First, I like Jeff Daniels in the lead. You believe him as an established news anchor, because after a long career of flirting with, but never quite closing the deal with, major stardom, he's attained something he's never had--weight and gravity. (Actually, I think he started to attain it with "The Squid and the Whale.") Plus, he's funny as hell screaming "YouTube! YouTube!" (It almost makes sense in context.) I also like his little "Network"-y rant at the beginning, including the seemingly controversial line "Worst--Period--Generation--Period--Ever--Period," a line that has truly enraged some columnists and commentators over at the A.V. Club. Personally, I'm fine with the line because a) there's evidence that we're meant to see that line as curmudgeonly and out-of-touch, as Daniels' character is indeed curmudgeonly and out-of-touch at other points in the episode, and b) it doesn't rank on a generation so much as rank on people who put periods after every word in a sentence, and these people deserve to be mocked on every occasion possible. Moronic habit.
I like Sam Waterston, too, but that's no surprise, since I've liked him dating all the way back to "Capricorn One" (go look that one up)--he's clearly having fun, and I'm having fun watching. And I like the points where the news-gathering and the let's-get-this-on-the-air atmosphere and the Sorkin-style dialogue get in synch (again, shades of "His Girl Friday").

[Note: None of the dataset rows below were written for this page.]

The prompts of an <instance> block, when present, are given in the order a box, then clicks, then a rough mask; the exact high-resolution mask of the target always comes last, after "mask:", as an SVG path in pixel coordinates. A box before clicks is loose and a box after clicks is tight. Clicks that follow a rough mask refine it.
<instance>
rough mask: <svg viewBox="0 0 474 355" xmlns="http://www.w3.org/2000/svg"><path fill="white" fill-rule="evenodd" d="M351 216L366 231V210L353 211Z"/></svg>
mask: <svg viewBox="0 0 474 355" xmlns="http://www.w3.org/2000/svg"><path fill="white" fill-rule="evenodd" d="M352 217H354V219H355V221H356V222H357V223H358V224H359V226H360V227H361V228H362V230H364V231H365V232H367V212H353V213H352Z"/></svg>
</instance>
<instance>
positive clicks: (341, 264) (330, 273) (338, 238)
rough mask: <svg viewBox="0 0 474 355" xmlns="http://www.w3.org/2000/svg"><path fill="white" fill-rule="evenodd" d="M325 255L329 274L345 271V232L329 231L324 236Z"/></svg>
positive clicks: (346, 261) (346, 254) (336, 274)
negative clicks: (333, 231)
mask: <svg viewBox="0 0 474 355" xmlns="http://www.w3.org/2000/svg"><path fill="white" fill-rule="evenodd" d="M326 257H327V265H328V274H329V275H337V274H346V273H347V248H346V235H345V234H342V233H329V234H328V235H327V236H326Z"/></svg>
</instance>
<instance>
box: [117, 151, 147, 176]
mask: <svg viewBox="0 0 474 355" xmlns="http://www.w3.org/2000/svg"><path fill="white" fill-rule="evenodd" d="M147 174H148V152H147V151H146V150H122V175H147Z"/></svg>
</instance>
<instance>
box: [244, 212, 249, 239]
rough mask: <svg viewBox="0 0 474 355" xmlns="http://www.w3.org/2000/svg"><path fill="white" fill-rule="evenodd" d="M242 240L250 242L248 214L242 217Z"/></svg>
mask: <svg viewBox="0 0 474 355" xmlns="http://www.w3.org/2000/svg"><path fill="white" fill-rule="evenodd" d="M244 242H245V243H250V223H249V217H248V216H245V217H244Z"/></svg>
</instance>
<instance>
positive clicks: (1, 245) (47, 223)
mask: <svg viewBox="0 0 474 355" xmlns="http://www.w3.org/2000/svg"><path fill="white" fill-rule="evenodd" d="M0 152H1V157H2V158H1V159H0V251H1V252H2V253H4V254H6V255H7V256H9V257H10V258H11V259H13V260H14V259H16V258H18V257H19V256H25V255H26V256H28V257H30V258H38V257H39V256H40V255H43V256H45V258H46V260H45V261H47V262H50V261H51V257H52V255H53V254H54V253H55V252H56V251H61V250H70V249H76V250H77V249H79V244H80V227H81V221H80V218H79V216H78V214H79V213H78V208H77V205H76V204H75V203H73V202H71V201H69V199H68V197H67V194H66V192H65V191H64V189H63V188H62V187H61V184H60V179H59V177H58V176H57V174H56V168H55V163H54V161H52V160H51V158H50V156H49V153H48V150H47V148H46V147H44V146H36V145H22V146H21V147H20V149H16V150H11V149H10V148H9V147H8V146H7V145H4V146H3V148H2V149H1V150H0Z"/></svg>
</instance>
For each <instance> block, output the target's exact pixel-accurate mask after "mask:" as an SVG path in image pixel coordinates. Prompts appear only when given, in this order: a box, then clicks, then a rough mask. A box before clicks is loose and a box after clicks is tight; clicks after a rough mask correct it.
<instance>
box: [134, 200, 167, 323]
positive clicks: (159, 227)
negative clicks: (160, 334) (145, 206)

There are some parts of the show I'm less on board with--the executive producer who has some sort of romantic past with Daniels seems to serve as a Collective Conscience, which is a little irritating, despite Emily Mortimer's best efforts. (Her character's name is also problematic--MacKenzie McHale. Seriously? "Shaft" writer Ernest Tidyman came up with a better character name by looking absently out a window at an air shaft. But I'm talking about MacKenzie McHale--then we can dig it.) And, unlike a lot of more vociferous commenters, I'm not absolutely sure I have an opinion about the newsroom gang getting information about Real Stories from History (in the case of the pilot, the BP Oil Spill). I could see that turning into Peabody's Improbable History after a few episodes ("This is my boy, Sherman. Speak, Sherman." "Hello, folks!" "Good boy."), but I'll probably give it another couple views to see how it pans out. And there's a cast of younger people who have made very little impression on me, except that guy from "Slumdog Millionaire," because I remember saying, "That's that guy from Slumdog Millionaire."

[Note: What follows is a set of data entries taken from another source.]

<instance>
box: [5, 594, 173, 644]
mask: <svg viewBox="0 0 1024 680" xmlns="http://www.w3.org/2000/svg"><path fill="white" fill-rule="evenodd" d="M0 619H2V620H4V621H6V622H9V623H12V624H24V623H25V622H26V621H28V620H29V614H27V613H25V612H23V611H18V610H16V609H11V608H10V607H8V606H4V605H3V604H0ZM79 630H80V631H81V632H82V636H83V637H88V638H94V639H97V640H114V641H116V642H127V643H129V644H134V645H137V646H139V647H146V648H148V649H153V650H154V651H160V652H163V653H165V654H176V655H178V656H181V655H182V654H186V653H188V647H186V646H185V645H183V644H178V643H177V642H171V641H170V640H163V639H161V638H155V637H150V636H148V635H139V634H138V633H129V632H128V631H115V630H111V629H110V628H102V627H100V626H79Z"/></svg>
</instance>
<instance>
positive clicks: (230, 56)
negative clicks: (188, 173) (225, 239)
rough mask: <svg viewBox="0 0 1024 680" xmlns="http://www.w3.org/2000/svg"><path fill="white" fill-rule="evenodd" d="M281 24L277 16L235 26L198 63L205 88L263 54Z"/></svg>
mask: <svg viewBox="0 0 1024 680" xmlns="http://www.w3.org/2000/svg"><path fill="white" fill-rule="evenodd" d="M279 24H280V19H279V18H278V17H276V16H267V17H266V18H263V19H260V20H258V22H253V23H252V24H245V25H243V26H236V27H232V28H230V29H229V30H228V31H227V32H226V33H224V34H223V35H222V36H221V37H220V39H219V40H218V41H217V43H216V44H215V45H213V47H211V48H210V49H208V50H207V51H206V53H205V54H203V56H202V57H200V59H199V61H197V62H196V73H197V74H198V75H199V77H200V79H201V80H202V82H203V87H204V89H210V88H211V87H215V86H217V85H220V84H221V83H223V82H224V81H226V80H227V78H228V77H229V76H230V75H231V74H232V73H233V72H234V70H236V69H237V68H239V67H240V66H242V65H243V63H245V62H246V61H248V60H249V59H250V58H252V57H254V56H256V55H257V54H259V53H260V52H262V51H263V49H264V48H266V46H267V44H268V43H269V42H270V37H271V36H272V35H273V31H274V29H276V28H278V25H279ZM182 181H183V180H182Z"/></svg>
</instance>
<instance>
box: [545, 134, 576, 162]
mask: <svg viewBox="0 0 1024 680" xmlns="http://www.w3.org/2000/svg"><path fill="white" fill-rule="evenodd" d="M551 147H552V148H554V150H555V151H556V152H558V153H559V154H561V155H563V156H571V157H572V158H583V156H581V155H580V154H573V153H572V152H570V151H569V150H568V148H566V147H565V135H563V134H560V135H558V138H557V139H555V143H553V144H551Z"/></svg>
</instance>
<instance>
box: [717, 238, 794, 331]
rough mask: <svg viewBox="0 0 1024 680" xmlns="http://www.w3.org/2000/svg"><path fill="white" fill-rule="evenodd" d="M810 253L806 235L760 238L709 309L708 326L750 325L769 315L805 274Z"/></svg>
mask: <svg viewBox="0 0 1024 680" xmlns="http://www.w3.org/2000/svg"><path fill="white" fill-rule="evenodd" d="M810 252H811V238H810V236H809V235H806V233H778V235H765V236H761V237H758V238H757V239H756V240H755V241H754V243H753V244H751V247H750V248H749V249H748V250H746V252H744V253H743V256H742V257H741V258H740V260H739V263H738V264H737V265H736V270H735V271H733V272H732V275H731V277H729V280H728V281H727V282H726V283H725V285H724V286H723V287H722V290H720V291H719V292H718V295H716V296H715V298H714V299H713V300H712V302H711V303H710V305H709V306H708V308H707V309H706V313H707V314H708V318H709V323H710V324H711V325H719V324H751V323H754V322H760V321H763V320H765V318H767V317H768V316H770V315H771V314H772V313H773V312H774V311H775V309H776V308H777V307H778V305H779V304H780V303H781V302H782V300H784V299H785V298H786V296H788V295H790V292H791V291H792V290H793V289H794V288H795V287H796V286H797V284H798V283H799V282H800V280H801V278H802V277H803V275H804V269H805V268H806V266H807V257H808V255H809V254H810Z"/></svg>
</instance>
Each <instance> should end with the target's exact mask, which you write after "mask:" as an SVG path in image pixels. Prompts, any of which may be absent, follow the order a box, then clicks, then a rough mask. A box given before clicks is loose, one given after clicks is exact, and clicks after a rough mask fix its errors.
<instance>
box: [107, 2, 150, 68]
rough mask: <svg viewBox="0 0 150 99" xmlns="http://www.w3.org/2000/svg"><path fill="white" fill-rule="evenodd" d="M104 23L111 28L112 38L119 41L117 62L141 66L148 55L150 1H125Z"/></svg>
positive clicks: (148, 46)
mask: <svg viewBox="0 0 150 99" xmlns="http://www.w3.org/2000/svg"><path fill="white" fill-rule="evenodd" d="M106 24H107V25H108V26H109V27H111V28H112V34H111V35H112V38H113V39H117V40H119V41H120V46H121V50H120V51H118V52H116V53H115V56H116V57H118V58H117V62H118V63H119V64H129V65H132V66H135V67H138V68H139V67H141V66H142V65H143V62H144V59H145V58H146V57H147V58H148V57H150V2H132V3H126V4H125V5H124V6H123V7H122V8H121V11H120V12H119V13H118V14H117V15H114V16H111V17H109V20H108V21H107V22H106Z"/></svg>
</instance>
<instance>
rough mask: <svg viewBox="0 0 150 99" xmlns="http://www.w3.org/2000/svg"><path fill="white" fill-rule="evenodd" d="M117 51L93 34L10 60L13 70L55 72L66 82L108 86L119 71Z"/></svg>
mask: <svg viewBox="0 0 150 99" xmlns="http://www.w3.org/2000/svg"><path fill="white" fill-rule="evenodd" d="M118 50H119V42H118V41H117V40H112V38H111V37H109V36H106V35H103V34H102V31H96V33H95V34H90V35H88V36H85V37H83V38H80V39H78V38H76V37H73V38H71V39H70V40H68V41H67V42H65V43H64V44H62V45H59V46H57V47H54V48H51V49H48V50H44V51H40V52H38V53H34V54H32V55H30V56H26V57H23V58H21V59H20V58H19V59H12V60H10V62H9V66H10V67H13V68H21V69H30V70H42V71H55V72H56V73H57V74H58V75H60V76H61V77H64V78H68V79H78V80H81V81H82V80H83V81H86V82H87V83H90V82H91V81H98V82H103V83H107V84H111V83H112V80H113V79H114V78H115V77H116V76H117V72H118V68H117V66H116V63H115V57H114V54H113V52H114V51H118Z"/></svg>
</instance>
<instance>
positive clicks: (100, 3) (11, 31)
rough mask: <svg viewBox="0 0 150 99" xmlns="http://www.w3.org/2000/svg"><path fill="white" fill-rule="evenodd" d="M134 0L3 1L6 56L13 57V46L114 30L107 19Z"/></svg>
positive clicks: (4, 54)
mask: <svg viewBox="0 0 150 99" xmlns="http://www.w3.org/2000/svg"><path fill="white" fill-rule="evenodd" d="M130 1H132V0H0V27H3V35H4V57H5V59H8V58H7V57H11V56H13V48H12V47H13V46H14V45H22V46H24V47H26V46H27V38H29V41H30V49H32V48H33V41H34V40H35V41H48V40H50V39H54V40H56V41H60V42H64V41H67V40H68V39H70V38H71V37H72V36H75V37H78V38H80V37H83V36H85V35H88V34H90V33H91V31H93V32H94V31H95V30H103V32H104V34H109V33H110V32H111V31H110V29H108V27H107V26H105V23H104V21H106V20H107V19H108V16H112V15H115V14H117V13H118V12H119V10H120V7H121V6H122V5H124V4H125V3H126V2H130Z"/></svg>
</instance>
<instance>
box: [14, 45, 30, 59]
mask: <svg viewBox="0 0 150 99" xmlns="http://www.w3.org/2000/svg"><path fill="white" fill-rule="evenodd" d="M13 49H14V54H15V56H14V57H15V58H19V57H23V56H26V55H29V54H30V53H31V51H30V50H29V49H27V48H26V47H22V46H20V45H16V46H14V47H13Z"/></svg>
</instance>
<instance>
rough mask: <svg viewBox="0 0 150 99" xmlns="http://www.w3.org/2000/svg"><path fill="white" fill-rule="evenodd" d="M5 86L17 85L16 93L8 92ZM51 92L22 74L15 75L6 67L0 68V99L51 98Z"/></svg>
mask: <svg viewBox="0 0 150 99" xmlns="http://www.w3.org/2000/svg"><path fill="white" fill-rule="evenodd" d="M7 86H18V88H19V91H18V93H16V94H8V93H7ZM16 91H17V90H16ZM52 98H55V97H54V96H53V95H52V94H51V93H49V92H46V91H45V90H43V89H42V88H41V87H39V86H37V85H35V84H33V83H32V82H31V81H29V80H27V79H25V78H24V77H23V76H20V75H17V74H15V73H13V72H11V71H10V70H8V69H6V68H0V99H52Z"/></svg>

One other moment I liked--at one point, "Mac" (that is, MacKenzie McHale, who's a bad motherf----r) recites a couple of lines from the title song of "Man of La Mancha" to rouse Daniels' conscience regarding What News Shows Could Be, and then closes with appropriate gravitas, "That was Cervantes." And just as I was saying to the screen, "That's not Cervantes, that's Man of La Mancha," sure enough, Daniels says pretty much the same thing. Thus, Sorkin gives us a moment when we, in turn, can feel incredibly clever, which is pretty damn clever.